今回の目的は、名古屋の取引先との打ち合わせ。

商品の販売状況の確認と、今後の提案。

以前なら、出張前は不安で資料ばかり見ていた。

でも今は違う。

資料の隣には、小さなメモ帳。

そこには、

『名古屋で食べたいもの』

と書かれている。

・モーニング
・味噌カツ
・手羽先
・きしめん

我ながら欲張りだと思う。

知らない街に行く楽しみがあると、仕事も頑張れる気がした。

食べ物のことを考えているとすぐに名古屋駅に到着。

大きな駅。

人の流れ。

東京とは違う活気。

私はまずホテルへ荷物を預け、そのまま取引先へ向かった。

今回の商談相手は、少し厳しいことで有名な担当者だった。

「新人さんですか?」

開口一番、そう聞かれた。

「はい。小野寺美咲と申します」

「大丈夫ですか? 担当を任されて」

少しだけ胸が痛む。

以前の私なら、その言葉だけで緊張してしまった。

でも。

北海道で海鮮丼を食べた夜。

仙台で一人焼肉に挑戦した夜。

新潟で美味しいご飯に励まされた朝。

全部思い出した。

「はい。精一杯ご提案させていただきます」

しっかり答えた。

商談後。

担当者の表情が少し変わった。

「最初は心配しましたが……」

「はい」

「ちゃんと自分の言葉で話せていますね」

その言葉に、ほっとした。

仕事が終わった時の達成感。

そして。

もう一つ。

「さて……」

私は時計を見る。

午後六時。

名古屋の夜は、これからだ。

その日の夜、私は味噌カツのお店へ向かった。

熱々のカツ。

濃厚な味噌ダレ。

ご飯との相性は抜群。

「美味しい……!」

一人なのに、思わず笑ってしまう。

周囲を見る。

会社帰りの人。

観光客。

家族連れ。

いろんな人が同じ料理を楽しんでいる。

料理には、人を近づける力がある。

そんなことを感じた。

そして翌朝、出張二日目。

私は早起きした。

理由は一つ。

「名古屋モーニング!」

ホテルではなく、街中の喫茶店へ向かう。

朝の名古屋。

まだ少し静かな街。

小さな喫茶店の扉を開ける。

「いらっしゃいませ」

店内には、新聞を読むおじさん。

楽しそうに話す常連さん。

落ち着いた空気。

私はカウンター席へ座った。

「コーヒーお願いします」

すると。

店員さんが尋ねる。

「モーニングつけますか?」

「はい!」

即答だった。

しばらくして。

目の前に運ばれてきた。

コーヒー。

トースト。

ゆで卵。

小さなサラダ。

「……」

感動してしまった。

これが名古屋の朝。

朝から誰かが作ってくれた温かい食事を食べる。

それだけで、一日が少し良くなる気がした。

「お姉さん、出張?」

隣の席のおばあさんが声をかけてきた。

「はい」

「大変ねぇ」

「でも、最近は楽しみもあって」

「食べ歩き?」

また言われた。

私は苦笑する。

「そんなに顔に出ていますか?」

「ええ。

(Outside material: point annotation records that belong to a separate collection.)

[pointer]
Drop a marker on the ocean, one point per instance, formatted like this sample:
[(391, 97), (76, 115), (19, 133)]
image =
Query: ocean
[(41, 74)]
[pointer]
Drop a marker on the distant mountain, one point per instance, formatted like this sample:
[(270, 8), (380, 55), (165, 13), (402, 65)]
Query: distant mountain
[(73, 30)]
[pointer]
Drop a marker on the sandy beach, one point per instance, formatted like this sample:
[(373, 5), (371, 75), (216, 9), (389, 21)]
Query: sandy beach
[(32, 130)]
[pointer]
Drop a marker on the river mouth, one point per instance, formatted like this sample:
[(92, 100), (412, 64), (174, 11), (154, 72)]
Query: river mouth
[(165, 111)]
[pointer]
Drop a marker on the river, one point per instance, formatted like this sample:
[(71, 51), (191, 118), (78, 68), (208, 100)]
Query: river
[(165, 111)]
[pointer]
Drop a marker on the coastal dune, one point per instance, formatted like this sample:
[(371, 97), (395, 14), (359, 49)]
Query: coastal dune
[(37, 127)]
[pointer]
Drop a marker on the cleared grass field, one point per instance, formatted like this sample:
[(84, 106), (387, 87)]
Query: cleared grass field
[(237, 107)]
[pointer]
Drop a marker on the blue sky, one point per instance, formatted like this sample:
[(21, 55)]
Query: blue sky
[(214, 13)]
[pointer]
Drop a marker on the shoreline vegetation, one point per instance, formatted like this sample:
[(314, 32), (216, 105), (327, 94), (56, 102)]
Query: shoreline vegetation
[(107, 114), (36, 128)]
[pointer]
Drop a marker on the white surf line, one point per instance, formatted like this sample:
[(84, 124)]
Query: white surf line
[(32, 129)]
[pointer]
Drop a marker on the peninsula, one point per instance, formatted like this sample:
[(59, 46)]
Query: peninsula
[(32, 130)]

でもいい顔してるわよ」

おばあさんは笑った。

「知らない街で美味しいものを探すって、素敵なことよ」

会社へ戻る新幹線。

私はメモ帳を開いた。

『全国ひとりメシ記録』

名古屋。

――モーニング。

――朝から幸せになれる街。

そして、新しい発見。

出張は夜だけじゃない。

朝にも、その土地の魅力がある。

東京へ戻ると、先輩が聞いてきた。

「名古屋どうだった?」

「最高でした」

「仕事?」

「もちろんです!」

「……本当に?」

「本当です!」

少し間を置いて。

「あと、モーニングが最高でした」

先輩は笑った。

「やっぱり食べ物じゃん」

私はまた、楽しみを見つけた。

仕事で訪れる街が、少しずつ自分の好きな場所になっていく。

そんな気がしていた。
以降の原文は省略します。